(Full props to MotherReader, who suggested I read this novel.)
“When a grown man threatens a little girl,” he said, “he does it because he thinks he can get away with it. He thinks that little girl will be too scared to do anything about it, and that everyone she tells will be just as scared. Only this time, he picked the wrong little girl.”

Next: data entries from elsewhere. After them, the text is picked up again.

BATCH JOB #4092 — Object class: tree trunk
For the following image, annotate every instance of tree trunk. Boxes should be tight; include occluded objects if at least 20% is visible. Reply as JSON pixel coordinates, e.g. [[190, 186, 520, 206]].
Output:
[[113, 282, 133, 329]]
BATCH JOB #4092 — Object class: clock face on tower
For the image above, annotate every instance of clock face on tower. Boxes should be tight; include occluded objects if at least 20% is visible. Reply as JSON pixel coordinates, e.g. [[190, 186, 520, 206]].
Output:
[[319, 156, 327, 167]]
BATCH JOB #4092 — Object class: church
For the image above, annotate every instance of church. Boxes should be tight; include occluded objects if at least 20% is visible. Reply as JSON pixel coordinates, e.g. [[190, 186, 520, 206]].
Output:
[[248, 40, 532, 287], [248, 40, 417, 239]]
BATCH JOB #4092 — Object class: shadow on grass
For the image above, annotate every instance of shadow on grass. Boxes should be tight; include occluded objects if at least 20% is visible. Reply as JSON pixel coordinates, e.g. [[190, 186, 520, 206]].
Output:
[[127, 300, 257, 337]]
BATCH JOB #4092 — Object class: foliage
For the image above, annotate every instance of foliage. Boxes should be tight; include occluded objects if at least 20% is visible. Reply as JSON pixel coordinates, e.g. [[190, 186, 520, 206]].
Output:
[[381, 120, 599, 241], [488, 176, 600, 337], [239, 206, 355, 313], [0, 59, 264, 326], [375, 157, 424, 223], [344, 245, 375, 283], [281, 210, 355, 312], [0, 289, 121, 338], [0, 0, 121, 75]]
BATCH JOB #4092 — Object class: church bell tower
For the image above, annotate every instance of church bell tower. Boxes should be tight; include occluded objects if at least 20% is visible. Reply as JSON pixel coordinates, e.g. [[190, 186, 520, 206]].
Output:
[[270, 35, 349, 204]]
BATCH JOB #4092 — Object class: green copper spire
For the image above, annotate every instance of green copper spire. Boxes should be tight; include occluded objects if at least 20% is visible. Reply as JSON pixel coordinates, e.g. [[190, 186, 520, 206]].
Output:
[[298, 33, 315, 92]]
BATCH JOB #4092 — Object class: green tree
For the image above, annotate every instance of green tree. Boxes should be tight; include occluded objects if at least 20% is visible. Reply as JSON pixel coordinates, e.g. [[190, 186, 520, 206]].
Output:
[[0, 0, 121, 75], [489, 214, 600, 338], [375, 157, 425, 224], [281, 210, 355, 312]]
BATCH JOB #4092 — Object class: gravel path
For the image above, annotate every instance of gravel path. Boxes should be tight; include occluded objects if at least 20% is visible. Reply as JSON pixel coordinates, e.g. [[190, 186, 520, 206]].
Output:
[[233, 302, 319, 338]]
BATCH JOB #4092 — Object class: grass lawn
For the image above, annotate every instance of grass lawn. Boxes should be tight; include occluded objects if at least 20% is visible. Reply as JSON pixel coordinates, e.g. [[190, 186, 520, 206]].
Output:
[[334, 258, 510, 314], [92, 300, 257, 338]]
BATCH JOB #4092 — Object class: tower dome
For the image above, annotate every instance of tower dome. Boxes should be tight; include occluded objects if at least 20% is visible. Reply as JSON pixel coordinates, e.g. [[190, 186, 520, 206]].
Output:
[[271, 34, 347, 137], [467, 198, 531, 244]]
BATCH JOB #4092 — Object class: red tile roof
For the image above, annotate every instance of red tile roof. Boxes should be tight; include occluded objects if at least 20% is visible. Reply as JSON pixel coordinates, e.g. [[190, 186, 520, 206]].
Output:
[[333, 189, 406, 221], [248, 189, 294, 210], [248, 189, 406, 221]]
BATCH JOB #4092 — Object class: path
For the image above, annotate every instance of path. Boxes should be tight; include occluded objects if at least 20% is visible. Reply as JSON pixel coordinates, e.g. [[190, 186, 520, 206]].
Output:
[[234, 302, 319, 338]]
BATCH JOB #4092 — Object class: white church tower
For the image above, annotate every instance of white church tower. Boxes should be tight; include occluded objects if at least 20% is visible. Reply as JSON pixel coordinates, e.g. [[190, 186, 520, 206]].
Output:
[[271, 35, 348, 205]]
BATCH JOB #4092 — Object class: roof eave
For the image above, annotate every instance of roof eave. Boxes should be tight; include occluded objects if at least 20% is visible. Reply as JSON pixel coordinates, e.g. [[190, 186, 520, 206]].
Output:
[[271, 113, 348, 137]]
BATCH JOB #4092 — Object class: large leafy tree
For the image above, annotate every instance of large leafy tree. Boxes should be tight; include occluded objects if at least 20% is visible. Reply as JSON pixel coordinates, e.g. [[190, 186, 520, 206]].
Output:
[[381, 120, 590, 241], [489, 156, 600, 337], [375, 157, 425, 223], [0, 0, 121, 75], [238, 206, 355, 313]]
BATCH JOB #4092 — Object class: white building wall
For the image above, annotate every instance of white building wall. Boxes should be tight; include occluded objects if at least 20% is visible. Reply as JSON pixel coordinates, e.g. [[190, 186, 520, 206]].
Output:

It’s the summer of the Bicentennial, 1976, in Frita & Gabe’s hometown of Hollowell, Georgia, and there’s a lot to do. Gabe, along with Frita, is staring fifth grade in the face, and it frankly terrifies him. Well — fifth grade, Duke Evans, loose cows, Frita’s basement, Frita’s brother, Mr. Evans, spiders, alligators, robbers, getting lost in the swamp, calling a teacher “Mama” by accident, centipedes — the list of what scares Gabe King goes on, and on. And on. After getting tied up by two of the sixth grade bullies and missing his own fourth grade moving-up day, Gabe’s best friend Frita feels it’s high time for him to be free of his fears, and move ahead in life. It’s The Liberation of Gabriel King in the summer of 1976, and this quick little novel takes the tale of two good friends; one chicken-hearted, one stout-hearted, one girl, one boy, one Black, one White, and envelops the reader in a true-hearted, funny, scary and happy-sad story that will make readers think and cheer and shiver, and will probably make every middle school classroom’s booklist in no time.